ÇA PRESSE ! Albert Ritzenthaler : « La CFDT est légitime sur les sujets environnementaux »

Depuis peu en retraite, Albert Ritzenthaler, était auparavant secrétaire confédéral CFDT. Il revient sur son expérience de président du groupe CFDT au CESE. En tant que membre de la commission Environnement, il a notamment rendu des avis sur les politiques de transition, dont, le 9 juillet, la résolution «Transition écologique : la société civile organisée appelle à maintenir le cap».

En quoi consiste le rôle d’un membre du CESE?

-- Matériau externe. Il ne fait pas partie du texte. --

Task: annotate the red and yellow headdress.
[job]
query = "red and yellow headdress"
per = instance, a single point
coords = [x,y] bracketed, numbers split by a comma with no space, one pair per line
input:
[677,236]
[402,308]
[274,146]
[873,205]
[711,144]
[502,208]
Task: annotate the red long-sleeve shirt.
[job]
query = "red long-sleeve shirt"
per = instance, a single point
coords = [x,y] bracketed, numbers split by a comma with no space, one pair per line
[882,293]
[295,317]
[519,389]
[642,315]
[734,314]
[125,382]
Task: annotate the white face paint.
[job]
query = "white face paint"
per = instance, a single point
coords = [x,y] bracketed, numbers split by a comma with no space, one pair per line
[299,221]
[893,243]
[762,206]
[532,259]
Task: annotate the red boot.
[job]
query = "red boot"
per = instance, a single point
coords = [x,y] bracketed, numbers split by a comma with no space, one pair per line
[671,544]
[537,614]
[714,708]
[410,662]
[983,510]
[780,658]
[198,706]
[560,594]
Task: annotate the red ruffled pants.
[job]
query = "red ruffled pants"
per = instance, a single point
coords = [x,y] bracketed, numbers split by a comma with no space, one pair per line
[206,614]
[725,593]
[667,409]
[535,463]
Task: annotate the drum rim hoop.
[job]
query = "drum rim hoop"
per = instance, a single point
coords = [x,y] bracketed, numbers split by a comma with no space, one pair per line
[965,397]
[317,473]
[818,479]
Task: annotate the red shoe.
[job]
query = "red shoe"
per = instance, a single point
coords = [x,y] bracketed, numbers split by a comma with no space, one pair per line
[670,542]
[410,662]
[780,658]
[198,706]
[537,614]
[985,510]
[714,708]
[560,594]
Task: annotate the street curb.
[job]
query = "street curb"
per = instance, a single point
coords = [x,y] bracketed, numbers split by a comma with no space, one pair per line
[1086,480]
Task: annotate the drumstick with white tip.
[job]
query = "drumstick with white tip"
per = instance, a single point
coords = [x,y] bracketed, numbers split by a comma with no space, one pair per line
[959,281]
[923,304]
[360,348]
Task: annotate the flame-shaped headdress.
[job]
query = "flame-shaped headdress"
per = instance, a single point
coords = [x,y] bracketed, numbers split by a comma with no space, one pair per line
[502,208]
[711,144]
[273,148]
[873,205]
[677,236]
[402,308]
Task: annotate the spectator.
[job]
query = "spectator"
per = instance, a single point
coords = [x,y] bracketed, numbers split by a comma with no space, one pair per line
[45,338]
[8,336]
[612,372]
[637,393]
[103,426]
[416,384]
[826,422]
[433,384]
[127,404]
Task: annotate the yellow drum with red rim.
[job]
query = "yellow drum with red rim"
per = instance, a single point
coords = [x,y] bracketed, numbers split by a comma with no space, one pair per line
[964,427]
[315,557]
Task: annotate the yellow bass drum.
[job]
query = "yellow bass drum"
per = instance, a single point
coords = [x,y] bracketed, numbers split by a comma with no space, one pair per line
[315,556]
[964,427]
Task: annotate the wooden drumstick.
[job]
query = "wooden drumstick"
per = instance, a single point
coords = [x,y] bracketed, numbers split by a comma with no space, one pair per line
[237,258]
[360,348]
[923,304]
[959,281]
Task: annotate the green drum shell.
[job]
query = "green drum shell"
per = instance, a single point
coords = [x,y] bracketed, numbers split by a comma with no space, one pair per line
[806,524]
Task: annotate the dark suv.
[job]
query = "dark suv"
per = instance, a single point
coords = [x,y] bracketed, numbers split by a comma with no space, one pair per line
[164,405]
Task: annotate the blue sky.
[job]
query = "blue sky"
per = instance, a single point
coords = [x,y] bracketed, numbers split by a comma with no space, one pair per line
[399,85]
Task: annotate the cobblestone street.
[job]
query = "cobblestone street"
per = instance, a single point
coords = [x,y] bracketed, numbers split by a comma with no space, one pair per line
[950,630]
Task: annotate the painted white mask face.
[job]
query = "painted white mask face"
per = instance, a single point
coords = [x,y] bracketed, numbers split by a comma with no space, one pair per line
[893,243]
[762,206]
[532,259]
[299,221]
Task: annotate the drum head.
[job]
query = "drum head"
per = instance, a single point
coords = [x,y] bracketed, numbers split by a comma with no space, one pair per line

Le CESE est composé de représentants de la société civile, syndicats, patronat, associations, qui établissent des rapports et donnent des avis dans le but d’éclairer le gouvernement et le Parlement dans l’élaboration des politiques publiques. Ses propositions sont le résultat d’un consensus et sont publiées au Journal officiel. Elles se retrouvent très souvent dans les projets de loi. Par exemple, en tant que membre de la commission Agriculture, j’ai contribué à rendre un avis sur les circuits de distribution des produits alimentaires, qui a préfiguré la loi Egalim.

Tu as ensuite siégé à la commission Environnement. Quels ont été ses travaux?

En 2021, la commission a rendu un avis sur les politiques de sobriété, en considérant que la sobriété est une affaire individuelle mais qu’elle n’a de sens que si elle est soutenue par des politiques publiques. 

En juillet 2025, j’ai été le co-rapporteur de la résolution “La société civile organisée appelle à maintenir le cap de la transition écologique”. Il était indispensable d’alerter sur l’urgence d’agir au moment où l’on assiste à un “bashing” sur les engagements environnementaux. Le texte a été adopté à l’unanimité moins la voix de la Coordination Rurale, mais avec le soutien de la FNSEA. 

Il est intéressant de noter que l’autre co-rapporteur était Gilles Vermot Desroches, ancien directeur du développement durable de Schneider Electric, désigné par le Medef. Contrairement à certaines organisations syndicales, nous ne nous sommes pas opposés à l’utilisation du terme compétitivité dans le rapport, car on s’inscrit dans un principe de réalité. On essaie de pousser nos billes le plus possible mais il faut trouver des points d’équilibre. 

Pourquoi est-il important que la CFDT s’engage sur les sujets environnementaux?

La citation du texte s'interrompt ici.